Materials Science and Engineering

Biography

Biography: Ana Ramírez Ledesma

Abstract

Statement of the Problem: It is well known that actually there is a lack of innovation with respect solidification processes on Co-Cr based alloys for biomedical applications (e. g. dental implants and permanent stents). Moreover, the most conventional technique to obtain Co-Cr biomedical devices is the investment casting process. Which involves inherent microstructural defects as a high percentage of interdendritic segregation and several precipitates distributed along the microstructure. All these features results in a decrement of the mechanical properties in Co-Cr alloys used in the biomedical field. Methodology & Theoretical Orientation: High purity cobalt (99.99 %) and chromium (99.99 %) were used as starting metals for processing the experimental Co-Cr alloy. Rapid solidification regime was confirm trough the temperature profile recorded using an Amprobe TMD90A Digital Thermometer with R type thermocouples inserted into a ceramic sheath, embedded in the cooling metal. Findings: Rapid solidification promotes the elimination of interdendritic segregation and, in consequence, a diminution of precipitates can be achieved. On the other hand, a control in the γ-Co, FCC ↔ ε-Co, HCP transformation were reached.
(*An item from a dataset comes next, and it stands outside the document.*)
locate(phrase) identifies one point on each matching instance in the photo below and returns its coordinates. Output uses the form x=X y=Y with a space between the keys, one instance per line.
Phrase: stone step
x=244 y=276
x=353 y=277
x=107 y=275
The above microstructural and crystallographic features are related with the improvement on the mechanical properties and corrosion resistance on Co-Cr alloys. Theoretical solidification models were used to understand several features of rapid solidification regime imposed on Co-Cr alloys. These consist in a competitive growth analysis to predict the growth temperature limits of the eutectic constituent and the solid solution for the alloy system. Conclusion & Significance: Nowadays, Co-Cr alloys still are very important in the biomedical field. For this reason, it is important and necessary to propose alternative and innovative solidification procedures to fabricate Co-Cr biomedical devices. Consequently, we can improve their mechanical and corrosion properties significantly through a microstructural control.